Boosting Arafat's image

September 24, 2002

A LITTLE MORE than a week ago, Palestinian leader Yasser Arafat's political profile read like that of a political has-been. His Cabinet resigned rather than face a vote of no confidence from the elected Palestinian Legislative Council. His attempts at reform -- a prerequisite to U.S. support for an independent state -- were revealed as a sham.

Then came the Israeli invasion of Mr. Arafat's headquarters in Ramallah, a spectacle of cannon blasts, clouds of fiery smoke and buildings bulldozed into rubble. It was the Israeli government's response to back-to-back suicide bombings last week that killed six Israelis and wounded dozens of others. The siege rehabilitated Mr. Arafat's tired image and reinvigorated the political persona he adores -- that of the besieged freedom fighter.

With enemies like that, who needs an image consultant?

There was Mr. Arafat, holed up in his compound, refusing to surrender the loyalists at his side whom the Israelis have branded as "wanted men." There was Mr. Arafat, in a telephone call to Palestinian supporters in Lebanon, vowing to defend their rights to a free homeland with Jerusalem as its capital. Thousands of Palestinians put aside their personal disgust with Mr. Arafat's corrupt regime to rally in support of their beleaguered leader.
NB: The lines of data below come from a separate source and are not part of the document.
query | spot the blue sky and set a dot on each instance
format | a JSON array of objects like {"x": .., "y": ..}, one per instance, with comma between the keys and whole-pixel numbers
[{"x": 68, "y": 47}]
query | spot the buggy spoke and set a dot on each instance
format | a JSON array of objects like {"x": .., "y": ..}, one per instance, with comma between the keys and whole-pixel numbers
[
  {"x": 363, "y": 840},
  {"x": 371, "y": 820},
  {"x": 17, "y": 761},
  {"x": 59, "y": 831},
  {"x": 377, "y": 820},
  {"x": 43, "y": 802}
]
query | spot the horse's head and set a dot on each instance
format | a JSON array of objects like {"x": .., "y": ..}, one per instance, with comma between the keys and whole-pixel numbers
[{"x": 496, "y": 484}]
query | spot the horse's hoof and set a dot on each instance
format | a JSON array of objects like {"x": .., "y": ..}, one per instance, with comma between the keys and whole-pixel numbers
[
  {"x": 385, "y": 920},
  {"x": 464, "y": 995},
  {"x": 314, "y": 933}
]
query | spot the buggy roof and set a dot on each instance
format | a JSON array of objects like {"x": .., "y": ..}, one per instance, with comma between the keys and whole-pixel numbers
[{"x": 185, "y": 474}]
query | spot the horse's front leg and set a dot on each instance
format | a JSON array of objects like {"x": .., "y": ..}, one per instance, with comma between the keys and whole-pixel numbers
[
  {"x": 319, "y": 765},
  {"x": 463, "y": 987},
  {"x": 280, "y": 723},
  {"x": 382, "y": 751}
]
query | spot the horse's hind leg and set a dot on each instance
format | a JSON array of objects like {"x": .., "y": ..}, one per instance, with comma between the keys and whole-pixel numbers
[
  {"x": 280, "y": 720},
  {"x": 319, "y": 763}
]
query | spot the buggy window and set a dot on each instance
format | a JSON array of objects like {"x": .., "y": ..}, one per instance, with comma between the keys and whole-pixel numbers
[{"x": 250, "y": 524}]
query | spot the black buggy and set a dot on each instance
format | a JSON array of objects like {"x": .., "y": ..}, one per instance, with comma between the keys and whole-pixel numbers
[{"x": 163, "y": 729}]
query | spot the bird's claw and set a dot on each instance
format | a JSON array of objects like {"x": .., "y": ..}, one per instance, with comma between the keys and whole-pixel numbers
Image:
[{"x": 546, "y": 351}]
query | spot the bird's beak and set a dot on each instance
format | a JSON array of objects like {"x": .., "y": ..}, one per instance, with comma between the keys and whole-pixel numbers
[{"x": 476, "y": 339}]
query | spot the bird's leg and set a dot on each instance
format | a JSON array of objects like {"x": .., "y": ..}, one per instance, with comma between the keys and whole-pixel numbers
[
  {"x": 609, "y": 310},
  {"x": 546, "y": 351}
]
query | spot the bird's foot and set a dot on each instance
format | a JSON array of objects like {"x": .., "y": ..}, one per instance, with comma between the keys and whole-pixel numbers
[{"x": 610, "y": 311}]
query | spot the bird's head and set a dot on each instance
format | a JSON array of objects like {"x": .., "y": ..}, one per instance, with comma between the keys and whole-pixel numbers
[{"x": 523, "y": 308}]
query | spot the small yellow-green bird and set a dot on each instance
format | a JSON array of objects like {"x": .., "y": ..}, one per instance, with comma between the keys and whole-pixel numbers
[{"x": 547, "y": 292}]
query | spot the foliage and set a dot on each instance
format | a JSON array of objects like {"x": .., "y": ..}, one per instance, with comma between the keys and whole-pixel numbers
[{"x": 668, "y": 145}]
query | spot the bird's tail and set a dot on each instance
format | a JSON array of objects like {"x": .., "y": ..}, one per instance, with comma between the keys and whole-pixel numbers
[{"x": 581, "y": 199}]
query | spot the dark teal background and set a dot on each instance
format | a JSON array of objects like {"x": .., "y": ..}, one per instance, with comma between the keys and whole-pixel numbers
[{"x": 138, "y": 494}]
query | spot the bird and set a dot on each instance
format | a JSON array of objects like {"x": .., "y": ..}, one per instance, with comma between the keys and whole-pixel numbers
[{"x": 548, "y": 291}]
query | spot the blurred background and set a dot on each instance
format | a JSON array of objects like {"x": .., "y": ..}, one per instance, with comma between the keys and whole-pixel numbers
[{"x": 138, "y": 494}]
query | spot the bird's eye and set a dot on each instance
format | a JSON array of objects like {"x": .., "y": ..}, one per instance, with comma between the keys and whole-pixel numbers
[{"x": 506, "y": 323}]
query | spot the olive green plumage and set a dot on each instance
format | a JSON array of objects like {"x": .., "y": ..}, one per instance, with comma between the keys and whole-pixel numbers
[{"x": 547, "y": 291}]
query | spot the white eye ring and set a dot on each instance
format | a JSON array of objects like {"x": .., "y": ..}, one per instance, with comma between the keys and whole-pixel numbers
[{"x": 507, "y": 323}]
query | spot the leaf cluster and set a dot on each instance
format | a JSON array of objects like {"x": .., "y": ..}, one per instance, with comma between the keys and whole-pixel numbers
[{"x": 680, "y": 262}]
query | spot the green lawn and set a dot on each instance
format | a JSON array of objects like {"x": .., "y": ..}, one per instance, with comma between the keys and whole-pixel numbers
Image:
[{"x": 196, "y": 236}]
Israel's pounding of Mr. Arafat's headquarters is yet another example of the folly of the government's strategy to force out the Palestinian leader. Mr. Arafat, who has made a career as a defender of the Palestinian people, is not going to succumb to Israel's demands with tanks, bulldozers and armored personnel carriers at his door. He couldn't pay for that kind of publicity. Why should he flee when international leaders, including the president of the United States, are condemning Israel's actions?

The attack also doesn't serve Israel's legitimate aim of ferreting out the militants responsible for the terrorist attacks on its civilians. The Islamic Resistance Movement, known as Hamas, claimed responsibility for Thursday's bus bombing in Tel Aviv in which five people died. There's no indication that the planners of that attack are holed up in Mr. Arafat's headquarters.

The double suicide bombings last week broke a six-week halt in the violence that has devastated Israel and the Palestinian territories in the past two years and resulted in the deaths of about 2,000 people, including 500 Israelis. The Israeli government felt compelled to respond to the latest attack to defend its people.

But it has become clear over these many months that a political resolution of this conflict won't take place until Palestinians have a leadership team in place that commands the respect of its people and Middle East peace brokers. Targeting Mr. Arafat's headquarters in a punishing assault won't bring that change about any sooner.